The idea of being considered "worthy to suffer shame for the name of Jesus Christ" is almost unheard of in America.

For example, once in awhile we watch Joyce Meyers' program "Enjoying Everyday Life." For those of you who don't know her, Joyce Meyer is a gifted, attractive, and popular Christian speaker who overcame years of child abuse.

For the record, we consider her tape ministry to be God's alternative to psychotherapy for thousands who suffer from emotional and relationship problems. In our 5-part series "Therapy Alternatives - Part 3," we recommend many of Joyce Meyer's tapes for emotional healing. (joycemeyer.org)

Dress like the King's Kids?

However, we also strongly suggest that Christians use common sense and discernment before accepting everything that Joyce Meyer, or Beth Moore, or Joel Osteen, or Robert Schuller, or John Maxwell or anyone else says. Some of what they say is good. Some isn't. We need to learn to use careful discernment when we listen to popular speakers. (Refer to our article "A Plea for Discernment").

In one particular episode of "Enjoying Everyday Life," Joyce Meyer conveys the idea that Christian men and women are "children of the King" who should act and dress like royalty.

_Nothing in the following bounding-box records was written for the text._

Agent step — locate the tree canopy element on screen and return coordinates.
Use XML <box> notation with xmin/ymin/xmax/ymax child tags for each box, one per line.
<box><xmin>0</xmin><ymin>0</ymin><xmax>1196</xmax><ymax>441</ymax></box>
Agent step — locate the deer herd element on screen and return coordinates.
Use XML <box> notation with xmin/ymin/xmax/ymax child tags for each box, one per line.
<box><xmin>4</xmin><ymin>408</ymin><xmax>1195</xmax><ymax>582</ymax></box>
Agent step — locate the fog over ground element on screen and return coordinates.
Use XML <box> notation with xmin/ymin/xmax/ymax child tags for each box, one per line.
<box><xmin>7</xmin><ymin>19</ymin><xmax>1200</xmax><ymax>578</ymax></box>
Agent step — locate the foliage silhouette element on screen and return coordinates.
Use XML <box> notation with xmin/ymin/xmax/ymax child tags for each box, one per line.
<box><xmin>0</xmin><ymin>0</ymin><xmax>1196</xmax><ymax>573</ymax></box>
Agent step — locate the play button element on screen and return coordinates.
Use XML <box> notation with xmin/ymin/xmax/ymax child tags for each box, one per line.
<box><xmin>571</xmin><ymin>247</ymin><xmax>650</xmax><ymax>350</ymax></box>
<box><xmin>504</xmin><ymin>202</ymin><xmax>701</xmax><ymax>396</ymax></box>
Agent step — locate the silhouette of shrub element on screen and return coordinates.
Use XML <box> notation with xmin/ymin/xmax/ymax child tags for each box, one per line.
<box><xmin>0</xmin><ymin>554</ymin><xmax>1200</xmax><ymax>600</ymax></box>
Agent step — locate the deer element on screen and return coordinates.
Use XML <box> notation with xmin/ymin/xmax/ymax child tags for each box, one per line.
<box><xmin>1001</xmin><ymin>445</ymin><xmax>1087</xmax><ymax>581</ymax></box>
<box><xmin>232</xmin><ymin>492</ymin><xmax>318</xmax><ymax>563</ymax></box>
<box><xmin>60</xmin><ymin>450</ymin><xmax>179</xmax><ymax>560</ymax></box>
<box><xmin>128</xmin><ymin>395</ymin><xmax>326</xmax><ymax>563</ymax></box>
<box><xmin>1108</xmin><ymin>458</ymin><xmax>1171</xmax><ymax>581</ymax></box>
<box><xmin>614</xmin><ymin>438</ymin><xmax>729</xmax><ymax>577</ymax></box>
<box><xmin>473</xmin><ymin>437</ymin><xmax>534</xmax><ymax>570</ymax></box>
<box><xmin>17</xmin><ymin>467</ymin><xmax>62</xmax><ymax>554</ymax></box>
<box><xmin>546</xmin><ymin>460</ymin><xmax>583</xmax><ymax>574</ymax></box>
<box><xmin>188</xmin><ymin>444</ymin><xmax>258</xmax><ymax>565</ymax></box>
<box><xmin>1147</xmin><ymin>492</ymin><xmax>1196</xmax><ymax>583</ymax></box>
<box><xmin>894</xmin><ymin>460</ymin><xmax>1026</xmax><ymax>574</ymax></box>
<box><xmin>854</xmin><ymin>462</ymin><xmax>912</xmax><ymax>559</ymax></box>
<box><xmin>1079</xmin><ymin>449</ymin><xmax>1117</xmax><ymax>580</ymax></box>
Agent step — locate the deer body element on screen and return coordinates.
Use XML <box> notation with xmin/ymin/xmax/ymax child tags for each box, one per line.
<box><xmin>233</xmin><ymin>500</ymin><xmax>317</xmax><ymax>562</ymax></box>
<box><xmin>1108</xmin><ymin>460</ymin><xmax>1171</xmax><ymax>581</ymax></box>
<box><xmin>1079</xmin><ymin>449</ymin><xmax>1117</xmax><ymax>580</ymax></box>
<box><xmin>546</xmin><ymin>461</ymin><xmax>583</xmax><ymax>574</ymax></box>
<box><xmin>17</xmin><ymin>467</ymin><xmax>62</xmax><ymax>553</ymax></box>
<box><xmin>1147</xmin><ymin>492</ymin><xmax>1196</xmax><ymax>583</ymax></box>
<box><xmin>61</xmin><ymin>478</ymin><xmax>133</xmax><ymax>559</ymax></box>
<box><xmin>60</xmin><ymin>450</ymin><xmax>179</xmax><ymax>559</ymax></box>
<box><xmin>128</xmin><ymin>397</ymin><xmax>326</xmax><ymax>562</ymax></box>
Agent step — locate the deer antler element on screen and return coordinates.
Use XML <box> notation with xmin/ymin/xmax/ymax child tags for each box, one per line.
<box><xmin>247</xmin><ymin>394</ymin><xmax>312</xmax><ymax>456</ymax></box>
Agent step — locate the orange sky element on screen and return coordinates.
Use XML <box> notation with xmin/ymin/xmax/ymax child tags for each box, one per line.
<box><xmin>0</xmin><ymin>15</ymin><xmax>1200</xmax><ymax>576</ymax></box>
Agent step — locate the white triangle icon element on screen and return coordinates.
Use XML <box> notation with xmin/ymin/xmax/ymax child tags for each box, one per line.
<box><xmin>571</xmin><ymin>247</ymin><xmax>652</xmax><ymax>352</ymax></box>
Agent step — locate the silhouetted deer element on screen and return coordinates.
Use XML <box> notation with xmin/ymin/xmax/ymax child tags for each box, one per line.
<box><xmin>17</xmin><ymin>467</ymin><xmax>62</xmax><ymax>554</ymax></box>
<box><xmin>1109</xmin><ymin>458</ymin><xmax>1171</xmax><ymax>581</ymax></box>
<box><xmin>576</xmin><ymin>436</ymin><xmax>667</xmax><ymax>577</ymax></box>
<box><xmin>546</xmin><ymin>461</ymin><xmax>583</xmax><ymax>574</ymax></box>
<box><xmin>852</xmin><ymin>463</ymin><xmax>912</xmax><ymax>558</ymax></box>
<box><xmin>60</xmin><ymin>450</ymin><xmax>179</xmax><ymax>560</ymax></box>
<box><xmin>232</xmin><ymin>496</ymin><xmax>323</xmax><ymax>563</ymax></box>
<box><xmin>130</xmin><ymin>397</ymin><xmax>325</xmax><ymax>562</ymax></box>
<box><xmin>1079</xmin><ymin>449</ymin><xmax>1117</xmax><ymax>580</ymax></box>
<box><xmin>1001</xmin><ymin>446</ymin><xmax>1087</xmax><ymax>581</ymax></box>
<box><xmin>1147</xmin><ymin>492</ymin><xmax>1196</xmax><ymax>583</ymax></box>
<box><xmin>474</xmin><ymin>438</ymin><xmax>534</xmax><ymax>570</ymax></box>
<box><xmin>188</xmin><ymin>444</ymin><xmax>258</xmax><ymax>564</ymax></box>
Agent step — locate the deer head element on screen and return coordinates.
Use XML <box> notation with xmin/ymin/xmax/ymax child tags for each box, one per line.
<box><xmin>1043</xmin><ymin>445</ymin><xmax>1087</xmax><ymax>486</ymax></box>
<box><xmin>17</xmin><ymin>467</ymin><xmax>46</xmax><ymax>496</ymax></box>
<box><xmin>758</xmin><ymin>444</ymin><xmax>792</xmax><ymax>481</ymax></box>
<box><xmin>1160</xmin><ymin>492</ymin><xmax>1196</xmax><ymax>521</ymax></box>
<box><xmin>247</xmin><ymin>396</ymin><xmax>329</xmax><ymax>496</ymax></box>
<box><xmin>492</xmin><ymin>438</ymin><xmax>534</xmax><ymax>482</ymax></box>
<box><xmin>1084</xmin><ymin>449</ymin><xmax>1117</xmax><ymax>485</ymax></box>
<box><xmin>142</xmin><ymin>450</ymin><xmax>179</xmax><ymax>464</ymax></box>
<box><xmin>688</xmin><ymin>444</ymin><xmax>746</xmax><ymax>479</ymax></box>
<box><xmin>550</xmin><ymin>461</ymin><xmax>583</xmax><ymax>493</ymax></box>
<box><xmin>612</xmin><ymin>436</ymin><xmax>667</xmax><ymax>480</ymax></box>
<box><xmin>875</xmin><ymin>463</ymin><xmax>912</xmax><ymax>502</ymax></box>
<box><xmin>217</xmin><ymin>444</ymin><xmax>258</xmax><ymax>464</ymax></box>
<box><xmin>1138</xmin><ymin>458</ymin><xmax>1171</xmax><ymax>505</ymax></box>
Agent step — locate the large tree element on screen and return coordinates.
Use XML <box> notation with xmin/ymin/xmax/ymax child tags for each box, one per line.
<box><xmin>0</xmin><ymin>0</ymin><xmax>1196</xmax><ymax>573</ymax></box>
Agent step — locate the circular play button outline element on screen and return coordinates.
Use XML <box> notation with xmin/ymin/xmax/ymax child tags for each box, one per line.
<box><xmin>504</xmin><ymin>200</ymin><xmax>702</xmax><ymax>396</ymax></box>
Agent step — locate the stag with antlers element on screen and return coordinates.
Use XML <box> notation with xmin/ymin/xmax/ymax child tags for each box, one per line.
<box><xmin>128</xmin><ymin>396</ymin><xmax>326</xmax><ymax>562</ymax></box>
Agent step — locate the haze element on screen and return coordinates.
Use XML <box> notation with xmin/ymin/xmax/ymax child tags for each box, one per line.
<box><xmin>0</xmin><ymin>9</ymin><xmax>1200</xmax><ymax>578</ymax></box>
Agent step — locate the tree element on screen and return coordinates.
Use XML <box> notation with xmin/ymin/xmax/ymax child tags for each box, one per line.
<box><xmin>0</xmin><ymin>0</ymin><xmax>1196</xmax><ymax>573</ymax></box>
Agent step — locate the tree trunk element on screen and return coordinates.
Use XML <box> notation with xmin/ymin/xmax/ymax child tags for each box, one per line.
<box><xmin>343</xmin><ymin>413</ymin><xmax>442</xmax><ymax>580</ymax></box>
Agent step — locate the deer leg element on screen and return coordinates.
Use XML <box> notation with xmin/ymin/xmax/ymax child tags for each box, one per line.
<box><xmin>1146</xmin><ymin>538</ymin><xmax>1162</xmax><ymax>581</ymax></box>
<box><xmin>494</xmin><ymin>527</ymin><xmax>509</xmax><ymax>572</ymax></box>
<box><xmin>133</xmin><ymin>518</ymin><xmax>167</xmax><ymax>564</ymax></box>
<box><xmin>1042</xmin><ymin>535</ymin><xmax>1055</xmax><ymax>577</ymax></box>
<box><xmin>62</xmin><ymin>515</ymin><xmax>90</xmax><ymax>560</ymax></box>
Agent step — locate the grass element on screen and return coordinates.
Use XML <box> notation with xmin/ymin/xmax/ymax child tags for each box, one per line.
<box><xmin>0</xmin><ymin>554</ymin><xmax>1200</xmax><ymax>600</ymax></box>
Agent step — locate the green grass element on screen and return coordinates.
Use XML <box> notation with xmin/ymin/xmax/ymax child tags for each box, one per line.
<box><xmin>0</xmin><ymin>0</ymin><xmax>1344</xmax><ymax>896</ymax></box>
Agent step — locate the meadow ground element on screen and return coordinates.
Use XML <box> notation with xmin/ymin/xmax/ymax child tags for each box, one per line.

We should "take pride in ourselves" and take care of our bodies because we are "God's holy temple." Here are two verses often used to support such views:

Temple of God

1. "Do you not know that you are the temple of God and that the Spirit of God dwells in you?" (1 Cor. 3:16-17, NKJV).

Temple of the Holy Spirit

2. "Or do you not know that your body is the temple of the Holy Spirit who is in you, whom you have from God, and you are not your own?" (1 Cor. 6:19, NKJV).

Careful Interpretation

A careful reading of these two passages in context reveals that the believer should shun "every act of fornication, adultery, or any other sin committed by the believer in the sanctuary, the Holy of Holies, where God dwells" (MacArthur Study Bible).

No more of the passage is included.